I guess what this means is that we might soon find out what the Chicago Tribune’s ‘Zell Number’ is for pages produced per journalist - a controversial measurement developed by the company’s officers to measure productivity per paper.

That leads to me my first question for editor Lipinski . . . What is the Tribune’s current productivity number?

Another question I have for her . . . How much of the paper’s design playbook is being written and tested in the new Orlando Sentinel redesign? (The first Tribune paper to undergo a rapid redesign and attempt new story editing and visual editing approaches.

Looking at her committee outlines I saw a lot of familiar colleagues listed. I swear many of those same names have popped up in her other major newsroom initiatives over the past 10 years. Missing now from the list are, of course, George de Lama, James O’Shea and her publisher Scott Smith.

The STEERING Committee
Bill Parker is overseeing the project.
His committee includes Lipinski, Hanke Gratteau, Jim Warren, Randy Weissman, Joe Knowles, Jane Hirt, Linda Bergstrom, Jim Kirk, Kerry Luft, Geoff Brown, Louise Kiernan, and Eric Zorn.

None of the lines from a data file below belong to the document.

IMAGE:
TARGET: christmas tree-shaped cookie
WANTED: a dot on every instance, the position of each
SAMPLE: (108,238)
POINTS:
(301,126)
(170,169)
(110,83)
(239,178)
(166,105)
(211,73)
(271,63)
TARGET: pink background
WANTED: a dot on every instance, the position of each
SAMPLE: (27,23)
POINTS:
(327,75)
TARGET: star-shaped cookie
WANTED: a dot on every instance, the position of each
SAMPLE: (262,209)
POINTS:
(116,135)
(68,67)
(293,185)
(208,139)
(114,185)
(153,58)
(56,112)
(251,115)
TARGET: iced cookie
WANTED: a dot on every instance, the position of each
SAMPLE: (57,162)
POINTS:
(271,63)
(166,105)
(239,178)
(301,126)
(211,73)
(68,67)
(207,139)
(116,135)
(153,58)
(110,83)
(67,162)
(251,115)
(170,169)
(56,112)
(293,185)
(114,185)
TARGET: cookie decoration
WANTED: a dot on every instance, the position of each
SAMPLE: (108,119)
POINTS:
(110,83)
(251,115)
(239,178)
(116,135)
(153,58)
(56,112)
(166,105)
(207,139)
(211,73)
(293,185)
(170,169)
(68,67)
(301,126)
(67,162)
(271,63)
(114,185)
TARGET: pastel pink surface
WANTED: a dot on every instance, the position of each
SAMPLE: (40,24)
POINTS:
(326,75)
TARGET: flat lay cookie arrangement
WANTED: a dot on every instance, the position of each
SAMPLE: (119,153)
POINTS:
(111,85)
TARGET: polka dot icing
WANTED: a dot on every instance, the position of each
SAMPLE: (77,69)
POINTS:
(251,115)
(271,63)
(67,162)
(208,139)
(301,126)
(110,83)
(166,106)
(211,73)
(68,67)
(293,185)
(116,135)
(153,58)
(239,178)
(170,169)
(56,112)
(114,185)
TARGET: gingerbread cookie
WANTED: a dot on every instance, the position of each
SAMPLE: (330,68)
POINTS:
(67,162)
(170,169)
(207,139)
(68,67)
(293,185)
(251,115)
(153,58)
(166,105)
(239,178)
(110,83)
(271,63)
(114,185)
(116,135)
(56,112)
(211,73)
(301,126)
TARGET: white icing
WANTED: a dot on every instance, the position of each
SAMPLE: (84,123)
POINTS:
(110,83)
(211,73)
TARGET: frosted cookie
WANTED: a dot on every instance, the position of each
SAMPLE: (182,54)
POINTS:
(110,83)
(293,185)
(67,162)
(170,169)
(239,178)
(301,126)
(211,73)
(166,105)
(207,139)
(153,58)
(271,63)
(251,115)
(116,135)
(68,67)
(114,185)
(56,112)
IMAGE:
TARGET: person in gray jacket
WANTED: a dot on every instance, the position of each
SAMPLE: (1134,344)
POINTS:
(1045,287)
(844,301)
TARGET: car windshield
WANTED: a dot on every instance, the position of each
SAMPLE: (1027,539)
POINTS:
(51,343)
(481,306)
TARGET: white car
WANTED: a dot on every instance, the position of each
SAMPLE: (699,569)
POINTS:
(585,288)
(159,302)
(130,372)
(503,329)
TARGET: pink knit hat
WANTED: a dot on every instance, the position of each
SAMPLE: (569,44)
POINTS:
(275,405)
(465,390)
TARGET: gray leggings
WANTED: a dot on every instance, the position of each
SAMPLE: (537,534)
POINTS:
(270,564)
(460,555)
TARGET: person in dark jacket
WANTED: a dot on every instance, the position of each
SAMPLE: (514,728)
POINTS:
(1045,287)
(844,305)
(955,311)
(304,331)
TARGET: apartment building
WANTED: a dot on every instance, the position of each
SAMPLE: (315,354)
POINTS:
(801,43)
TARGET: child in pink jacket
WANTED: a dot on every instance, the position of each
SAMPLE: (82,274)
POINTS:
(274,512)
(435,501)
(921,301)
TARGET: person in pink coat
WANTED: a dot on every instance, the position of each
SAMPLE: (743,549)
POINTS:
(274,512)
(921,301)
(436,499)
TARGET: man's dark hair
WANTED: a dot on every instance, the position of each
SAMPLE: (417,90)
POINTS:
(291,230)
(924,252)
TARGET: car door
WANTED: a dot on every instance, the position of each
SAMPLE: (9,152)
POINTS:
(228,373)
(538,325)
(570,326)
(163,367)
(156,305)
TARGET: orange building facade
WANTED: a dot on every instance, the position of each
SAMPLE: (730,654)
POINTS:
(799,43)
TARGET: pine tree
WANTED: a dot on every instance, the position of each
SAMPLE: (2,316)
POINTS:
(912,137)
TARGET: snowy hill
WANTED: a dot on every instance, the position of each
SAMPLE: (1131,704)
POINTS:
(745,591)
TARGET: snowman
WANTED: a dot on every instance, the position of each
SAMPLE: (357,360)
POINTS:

Begs an obvious question or two for her doesn’t it? What is the average age of these editors? And how long have these editors been in charge of your current newspaper?

Design by committee(s)

The news and features prototypes will be produced by Joe Knowles and his team of designers under guidance from two other committees.

–Jim Kirk is leading the news group, which includes Bill Adee, Rochell Bishop, Robin Daughtridge, Cara DiPasquale, James Janega, Mike Kellams, Peter Kendall, John P. McCormick, Dan McGrath, Flynn McRoberts, Jennifer Mystkowski, Mike Tackett and Joyce Winnecke.

–Linda Bergstrom is heading the features group, which includes Tim Bannon, Geoff Brown, Torry Bruno, Wendy Donahue, Chris Jones, Scott Powers, Sheila Solomon, David Syrek, Liz Taylor and Shaila Wunderlich.

Please chime in with questions of your own and I’ll do my best to contact her and set up a video interview with her to ask, face-to-face, the best of all the questions. Bill Keller, editor of the New York Times, talked last year in Cape Town and was extremely candid with his on-mic remarks.